Submitted by hobbitlover t3_12337br in askscience
Just watched the movie Life, and like in every space Sci-Fi movie there's an open hatch at one point and all the air gets sucked out, threatening to pull everyone out into space. I can see some violent air movement when the decompression happens, but it doesn't seem possible that that movement could sustain itself for long enough to be a problem.
Does anybody know what would really happen? I know there was one small hole in the ISS and nothing happened - a slight drop in the pressure that they let the crew sleep through and a small patch.

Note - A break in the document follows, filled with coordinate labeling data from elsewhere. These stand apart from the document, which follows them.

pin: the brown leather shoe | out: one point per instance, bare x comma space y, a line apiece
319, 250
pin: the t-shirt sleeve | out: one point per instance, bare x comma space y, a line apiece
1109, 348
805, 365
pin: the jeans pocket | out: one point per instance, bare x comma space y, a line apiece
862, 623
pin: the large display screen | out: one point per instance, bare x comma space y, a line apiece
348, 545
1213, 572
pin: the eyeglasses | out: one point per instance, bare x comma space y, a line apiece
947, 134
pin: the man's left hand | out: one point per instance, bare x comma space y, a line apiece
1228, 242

kompootor t1_jdu1n6t wrote
For a spacecraft pressurized at 1 atmosphere, a puncture would cause the nearby air (and anything that it can blow with it) to move surprisingly slowly and gently compared to what's depicted in Hollywood. The correct speed of a fluid being sucked out into space is depicted in season 1 of The Expanse (nsfw gory clip). You can do a back-of-the-envelope calculation of this pretty easily (I forget the exact number) and you'll find that the flow of air is being sucked out is the same regardless of the size of the hole (for a puncture larger than a pinhole and smaller than the entire wall).
Also, the force felt from the vacuum is highest near the puncture -- it's a pressure gradient that quickly feels negligible as one moves inward into the ship -- i.e., as more of the ship's air lies between you and the puncture.
So if you're ever in hand-to-hand combat with a vicious alien xenomorph queen, about to be ripped to shreds, and your last hope is to release the air lock... then it was nice knowing you.
[I'm being exceptionally lazy with this comment -- mixing different quantities in the same description, not bothering to look up further reading for you, etc. -- probably because I know the calculation's somewhere in my notes from the past couple years but I can't find it offhand. At the end of the day though, until I either show the math or show other sources, it all just looks bad.]